The suggestion that collaboration can continue “outside institutional frameworks” exposes the problem. There is no meaningful “outside”. Researchers cannot simply suspend their affiliation or participate in knowledge production as free-floating individuals. Asking them to do so is not neutrality: it is exclusion by administrative means.
As a result, academic boycotts predictably manifest not as abstract institutional pressure, but as concrete professional consequences: disinvited speakers, blocked grant partnerships, restricted conference participation, and reputational stigma attached to institutional association. None of this requires explicit targeting of individuals. The pressure is structural, but the impact is personal and professional.
This does not mean that concerns about institutional complicity or structural injustice are illegitimate. It does mean that the ‘institutional not personal’ framing functions more as a moral disclaimer than a practical safeguard. Even the South Africa comparison, often cited as justification, underscores this point: academic boycotts there worked – if one believes they did – precisely because they disrupted academic life itself. That may be defensible in some historical contexts, but it is not the same as claiming individuals are unaffected.
Engagement, Pressure, and Uncertain Outcomes
This brings us back to the central tension – how is meaningful change best achieved? Through engagement, dialogue, or institutional pressure?
Those who prioritise academic collaboration argue that dialogue and joint projects build understanding, trust, and tangible benefits that can create conditions for peace. BDS supporters counter that justice must precede dialogue, and that engagement without structural change risks entrenching inequality. Both perspectives are grounded in legitimate moral concerns, and the outcomes of either strategy are inherently uncertain. Context, timing, and institutional dynamics matter greatly.
The paradox, then, is not about ‘good’ or ‘bad’ intentions. It is about strategy, mechanism, and consequence. Concrete examples show that engagement can produce real humanitarian and scholarly benefits.
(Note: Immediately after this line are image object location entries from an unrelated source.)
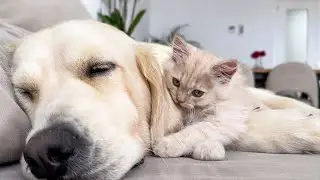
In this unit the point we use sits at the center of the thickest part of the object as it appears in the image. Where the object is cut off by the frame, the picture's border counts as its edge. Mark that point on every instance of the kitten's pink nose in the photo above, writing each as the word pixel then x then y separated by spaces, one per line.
pixel 181 98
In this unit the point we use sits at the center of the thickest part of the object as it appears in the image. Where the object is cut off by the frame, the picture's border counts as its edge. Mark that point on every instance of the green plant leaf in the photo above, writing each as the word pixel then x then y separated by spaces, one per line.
pixel 118 20
pixel 135 22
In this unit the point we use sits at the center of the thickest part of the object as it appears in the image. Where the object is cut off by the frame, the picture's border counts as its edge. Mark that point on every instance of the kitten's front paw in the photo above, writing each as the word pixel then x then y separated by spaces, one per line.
pixel 169 146
pixel 209 151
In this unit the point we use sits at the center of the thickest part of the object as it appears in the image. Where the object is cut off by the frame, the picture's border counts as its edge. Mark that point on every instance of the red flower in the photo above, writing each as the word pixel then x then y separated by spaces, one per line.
pixel 262 53
pixel 255 55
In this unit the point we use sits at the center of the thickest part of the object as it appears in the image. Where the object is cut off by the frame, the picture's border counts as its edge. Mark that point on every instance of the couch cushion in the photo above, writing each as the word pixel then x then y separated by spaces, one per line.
pixel 238 165
pixel 36 14
pixel 14 124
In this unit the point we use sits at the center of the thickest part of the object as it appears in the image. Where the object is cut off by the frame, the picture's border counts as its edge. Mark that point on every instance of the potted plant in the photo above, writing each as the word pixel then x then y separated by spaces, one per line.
pixel 119 14
pixel 257 57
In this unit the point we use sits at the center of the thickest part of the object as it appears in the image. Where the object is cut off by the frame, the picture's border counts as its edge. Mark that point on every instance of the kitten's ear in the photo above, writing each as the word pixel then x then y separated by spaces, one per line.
pixel 226 69
pixel 179 49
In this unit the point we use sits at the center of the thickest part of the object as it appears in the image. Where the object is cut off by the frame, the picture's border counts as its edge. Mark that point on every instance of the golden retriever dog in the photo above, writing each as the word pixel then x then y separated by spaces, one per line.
pixel 97 102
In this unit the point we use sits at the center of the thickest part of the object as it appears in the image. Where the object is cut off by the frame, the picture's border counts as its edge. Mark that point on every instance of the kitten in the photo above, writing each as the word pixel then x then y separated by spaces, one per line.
pixel 213 103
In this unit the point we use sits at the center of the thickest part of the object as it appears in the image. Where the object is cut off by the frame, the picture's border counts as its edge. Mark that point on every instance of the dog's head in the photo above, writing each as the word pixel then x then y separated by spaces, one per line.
pixel 83 86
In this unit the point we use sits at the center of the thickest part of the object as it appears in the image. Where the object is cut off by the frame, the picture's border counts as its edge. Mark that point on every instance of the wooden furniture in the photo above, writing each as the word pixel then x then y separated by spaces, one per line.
pixel 261 75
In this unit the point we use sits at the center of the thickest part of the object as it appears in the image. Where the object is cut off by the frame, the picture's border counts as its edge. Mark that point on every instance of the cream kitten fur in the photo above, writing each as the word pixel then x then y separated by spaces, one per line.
pixel 217 111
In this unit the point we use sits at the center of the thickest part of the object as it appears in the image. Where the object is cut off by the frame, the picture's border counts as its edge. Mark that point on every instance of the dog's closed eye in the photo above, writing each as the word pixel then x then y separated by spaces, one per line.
pixel 100 69
pixel 26 93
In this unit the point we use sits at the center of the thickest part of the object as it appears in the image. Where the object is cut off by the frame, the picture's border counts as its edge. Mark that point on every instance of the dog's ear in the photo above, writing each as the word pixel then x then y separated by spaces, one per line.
pixel 152 72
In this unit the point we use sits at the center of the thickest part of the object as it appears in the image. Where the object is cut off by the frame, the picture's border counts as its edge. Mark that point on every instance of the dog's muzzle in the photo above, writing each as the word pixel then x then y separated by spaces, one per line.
pixel 50 152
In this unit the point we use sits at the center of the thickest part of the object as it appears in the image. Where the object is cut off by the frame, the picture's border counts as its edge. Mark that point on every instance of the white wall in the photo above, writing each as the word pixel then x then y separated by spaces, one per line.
pixel 297 35
pixel 209 20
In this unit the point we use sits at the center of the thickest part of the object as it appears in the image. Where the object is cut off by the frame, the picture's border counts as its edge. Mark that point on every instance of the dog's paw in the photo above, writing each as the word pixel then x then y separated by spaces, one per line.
pixel 209 151
pixel 169 146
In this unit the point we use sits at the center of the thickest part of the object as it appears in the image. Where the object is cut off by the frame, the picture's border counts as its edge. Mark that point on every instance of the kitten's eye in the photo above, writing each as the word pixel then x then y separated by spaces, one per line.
pixel 175 82
pixel 100 69
pixel 26 93
pixel 197 93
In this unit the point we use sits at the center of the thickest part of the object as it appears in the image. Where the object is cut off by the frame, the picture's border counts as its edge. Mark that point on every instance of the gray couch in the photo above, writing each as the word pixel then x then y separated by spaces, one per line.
pixel 14 124
pixel 237 166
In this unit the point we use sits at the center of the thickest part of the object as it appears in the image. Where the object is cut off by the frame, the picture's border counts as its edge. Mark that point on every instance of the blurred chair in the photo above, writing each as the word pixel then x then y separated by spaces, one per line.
pixel 294 77
pixel 247 72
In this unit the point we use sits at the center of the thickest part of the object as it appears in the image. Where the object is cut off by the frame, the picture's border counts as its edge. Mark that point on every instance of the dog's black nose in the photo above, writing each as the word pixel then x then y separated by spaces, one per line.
pixel 48 152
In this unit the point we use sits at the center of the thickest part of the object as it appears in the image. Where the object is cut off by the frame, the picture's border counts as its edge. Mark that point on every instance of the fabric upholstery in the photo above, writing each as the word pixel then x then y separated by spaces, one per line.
pixel 294 77
pixel 237 166
pixel 14 124
pixel 36 14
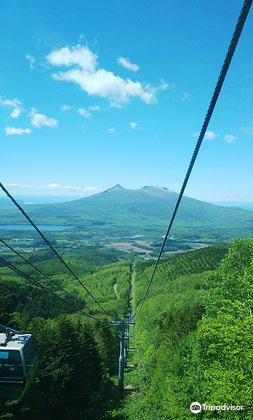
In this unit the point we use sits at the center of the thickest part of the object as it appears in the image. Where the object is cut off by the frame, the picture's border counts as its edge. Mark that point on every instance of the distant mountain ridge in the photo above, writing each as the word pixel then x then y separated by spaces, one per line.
pixel 148 207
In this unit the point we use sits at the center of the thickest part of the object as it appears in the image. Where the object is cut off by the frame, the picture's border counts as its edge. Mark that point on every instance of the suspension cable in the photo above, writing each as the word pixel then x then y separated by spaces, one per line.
pixel 39 271
pixel 51 247
pixel 36 283
pixel 226 64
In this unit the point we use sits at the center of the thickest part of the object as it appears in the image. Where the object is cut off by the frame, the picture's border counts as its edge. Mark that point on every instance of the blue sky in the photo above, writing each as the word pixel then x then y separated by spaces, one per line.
pixel 98 93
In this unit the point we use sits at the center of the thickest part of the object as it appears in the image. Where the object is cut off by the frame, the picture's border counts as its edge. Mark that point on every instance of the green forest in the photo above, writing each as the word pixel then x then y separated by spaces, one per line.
pixel 191 339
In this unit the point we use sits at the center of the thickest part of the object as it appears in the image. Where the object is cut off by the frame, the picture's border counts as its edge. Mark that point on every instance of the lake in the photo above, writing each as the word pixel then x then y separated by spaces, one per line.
pixel 49 228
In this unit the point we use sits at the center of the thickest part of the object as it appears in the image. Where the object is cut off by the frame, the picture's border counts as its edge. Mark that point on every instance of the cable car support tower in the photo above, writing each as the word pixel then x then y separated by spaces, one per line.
pixel 124 324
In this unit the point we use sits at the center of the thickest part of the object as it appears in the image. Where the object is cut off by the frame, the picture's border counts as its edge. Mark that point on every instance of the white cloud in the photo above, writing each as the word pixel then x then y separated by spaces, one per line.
pixel 94 108
pixel 185 96
pixel 111 130
pixel 13 103
pixel 11 131
pixel 229 138
pixel 210 135
pixel 83 112
pixel 15 113
pixel 53 188
pixel 38 120
pixel 133 125
pixel 125 62
pixel 83 71
pixel 66 108
pixel 10 102
pixel 31 61
pixel 247 130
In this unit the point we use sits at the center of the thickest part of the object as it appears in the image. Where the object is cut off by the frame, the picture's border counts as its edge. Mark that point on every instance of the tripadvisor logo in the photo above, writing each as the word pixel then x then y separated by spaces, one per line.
pixel 195 407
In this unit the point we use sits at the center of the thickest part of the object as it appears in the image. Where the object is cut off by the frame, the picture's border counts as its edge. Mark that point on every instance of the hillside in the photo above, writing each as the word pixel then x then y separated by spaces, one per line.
pixel 146 209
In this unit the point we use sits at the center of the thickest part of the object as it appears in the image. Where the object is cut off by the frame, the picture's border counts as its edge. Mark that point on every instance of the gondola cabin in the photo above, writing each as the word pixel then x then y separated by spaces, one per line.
pixel 18 364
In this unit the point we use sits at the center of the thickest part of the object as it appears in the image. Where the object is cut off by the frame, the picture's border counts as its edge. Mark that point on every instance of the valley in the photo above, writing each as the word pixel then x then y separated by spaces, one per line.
pixel 128 220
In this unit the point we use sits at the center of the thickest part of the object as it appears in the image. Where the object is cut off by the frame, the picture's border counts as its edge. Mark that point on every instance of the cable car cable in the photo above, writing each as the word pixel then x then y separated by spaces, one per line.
pixel 39 271
pixel 226 64
pixel 36 283
pixel 51 247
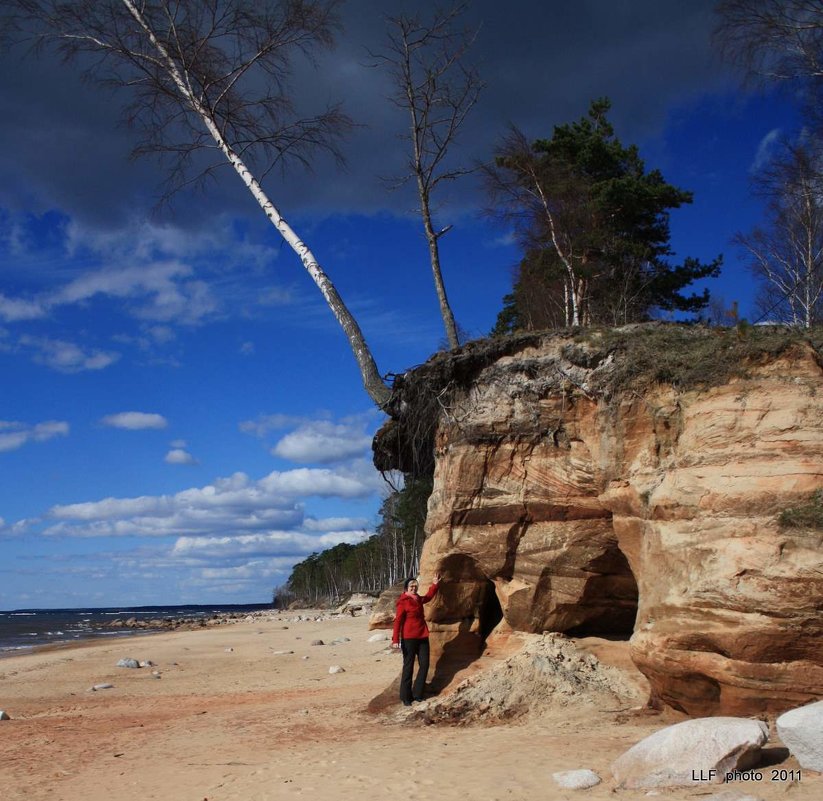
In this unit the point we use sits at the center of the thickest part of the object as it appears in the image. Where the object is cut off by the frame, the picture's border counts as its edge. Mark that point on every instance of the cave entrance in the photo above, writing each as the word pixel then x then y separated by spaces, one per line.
pixel 489 613
pixel 608 606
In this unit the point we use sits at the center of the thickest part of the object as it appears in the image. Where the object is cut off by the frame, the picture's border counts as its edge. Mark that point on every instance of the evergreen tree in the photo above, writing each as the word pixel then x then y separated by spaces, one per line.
pixel 594 227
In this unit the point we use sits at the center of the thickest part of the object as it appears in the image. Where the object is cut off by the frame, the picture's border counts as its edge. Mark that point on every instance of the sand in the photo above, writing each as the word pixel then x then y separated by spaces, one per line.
pixel 230 719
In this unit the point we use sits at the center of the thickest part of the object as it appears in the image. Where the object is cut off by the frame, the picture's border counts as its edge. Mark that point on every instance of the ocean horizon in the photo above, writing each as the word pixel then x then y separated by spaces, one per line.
pixel 23 630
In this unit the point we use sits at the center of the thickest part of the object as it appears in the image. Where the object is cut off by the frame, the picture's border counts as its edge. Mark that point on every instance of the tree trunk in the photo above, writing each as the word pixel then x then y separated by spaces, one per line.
pixel 434 254
pixel 372 381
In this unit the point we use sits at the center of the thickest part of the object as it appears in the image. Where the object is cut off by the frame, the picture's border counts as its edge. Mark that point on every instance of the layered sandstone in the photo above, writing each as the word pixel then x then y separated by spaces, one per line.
pixel 572 495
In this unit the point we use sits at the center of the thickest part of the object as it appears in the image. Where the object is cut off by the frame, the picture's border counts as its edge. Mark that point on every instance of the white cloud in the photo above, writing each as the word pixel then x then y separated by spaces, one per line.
pixel 236 506
pixel 274 543
pixel 14 435
pixel 332 523
pixel 13 310
pixel 135 421
pixel 765 148
pixel 270 422
pixel 323 442
pixel 179 456
pixel 66 357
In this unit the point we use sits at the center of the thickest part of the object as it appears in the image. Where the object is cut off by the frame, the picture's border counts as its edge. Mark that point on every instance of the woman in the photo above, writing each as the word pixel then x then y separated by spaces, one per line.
pixel 411 635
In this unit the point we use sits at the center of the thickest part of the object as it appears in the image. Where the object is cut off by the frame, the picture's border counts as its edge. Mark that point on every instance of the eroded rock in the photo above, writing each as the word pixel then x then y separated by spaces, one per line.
pixel 566 501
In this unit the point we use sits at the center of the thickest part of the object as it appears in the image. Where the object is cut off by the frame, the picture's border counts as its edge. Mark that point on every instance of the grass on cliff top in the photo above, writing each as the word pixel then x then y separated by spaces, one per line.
pixel 685 356
pixel 807 515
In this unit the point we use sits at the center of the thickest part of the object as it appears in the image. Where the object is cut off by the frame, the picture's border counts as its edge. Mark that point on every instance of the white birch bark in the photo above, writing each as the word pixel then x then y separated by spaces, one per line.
pixel 372 381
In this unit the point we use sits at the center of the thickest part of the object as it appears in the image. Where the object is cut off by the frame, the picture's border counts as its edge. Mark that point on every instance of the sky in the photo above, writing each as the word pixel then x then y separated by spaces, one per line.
pixel 181 419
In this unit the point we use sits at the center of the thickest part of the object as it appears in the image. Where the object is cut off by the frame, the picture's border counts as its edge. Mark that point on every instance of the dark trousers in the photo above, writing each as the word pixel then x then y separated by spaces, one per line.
pixel 412 649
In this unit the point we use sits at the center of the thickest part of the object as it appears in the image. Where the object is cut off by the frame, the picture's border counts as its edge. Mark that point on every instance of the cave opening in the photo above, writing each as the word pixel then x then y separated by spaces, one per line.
pixel 609 601
pixel 490 613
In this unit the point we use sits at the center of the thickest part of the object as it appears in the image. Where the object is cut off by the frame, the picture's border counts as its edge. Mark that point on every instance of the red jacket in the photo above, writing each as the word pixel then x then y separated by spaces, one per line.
pixel 409 622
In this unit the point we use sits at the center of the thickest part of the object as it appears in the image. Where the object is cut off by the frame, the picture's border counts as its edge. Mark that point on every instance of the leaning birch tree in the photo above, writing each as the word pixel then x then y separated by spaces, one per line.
pixel 437 88
pixel 209 84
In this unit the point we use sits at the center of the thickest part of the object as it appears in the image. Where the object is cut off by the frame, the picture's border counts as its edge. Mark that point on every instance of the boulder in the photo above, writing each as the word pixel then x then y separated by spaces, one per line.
pixel 801 731
pixel 576 779
pixel 697 751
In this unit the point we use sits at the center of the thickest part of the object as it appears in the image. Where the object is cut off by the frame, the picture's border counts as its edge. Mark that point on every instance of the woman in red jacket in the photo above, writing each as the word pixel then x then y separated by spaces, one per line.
pixel 411 635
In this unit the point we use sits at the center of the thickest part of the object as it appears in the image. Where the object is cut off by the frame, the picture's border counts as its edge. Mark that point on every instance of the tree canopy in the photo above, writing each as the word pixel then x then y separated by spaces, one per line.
pixel 593 224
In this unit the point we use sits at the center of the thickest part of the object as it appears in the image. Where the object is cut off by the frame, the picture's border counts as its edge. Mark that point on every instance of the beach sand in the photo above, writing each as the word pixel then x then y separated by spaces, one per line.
pixel 231 719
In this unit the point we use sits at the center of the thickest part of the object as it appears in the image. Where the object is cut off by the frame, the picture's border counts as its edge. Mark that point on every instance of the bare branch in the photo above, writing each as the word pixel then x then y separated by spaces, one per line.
pixel 438 90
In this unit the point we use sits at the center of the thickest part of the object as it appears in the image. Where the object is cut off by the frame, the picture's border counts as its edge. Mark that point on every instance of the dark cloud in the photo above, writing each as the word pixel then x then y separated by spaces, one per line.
pixel 61 145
At the same time, critics argue that such collaborations do not address root causes and may even obscure power asymmetries that make them necessary in the first place.
From Ideology to Evidence
Ultimately, this debate calls for reflection rather than certitude. The most honest question is not whether academic BDS is morally pure on paper, but whether it advances justice and peace in practice. Does constraining the ecosystems that enable research, dialogue, and cooperation produce sustainable change – or does it sever precisely the relationships most capable of transcending conflict?
Universities have a unique role – to build bridges across divides, generate knowledge that benefits all, and foster relationships that endure beyond ideology. Questioning whether academic boycotts strengthen or weaken that role is not an act of bad faith. It is an invitation to evidence-based inquiry – one that recognises uncertainty, respects principled disagreement, and keeps outcomes, not intentions, at the centre of the discussion.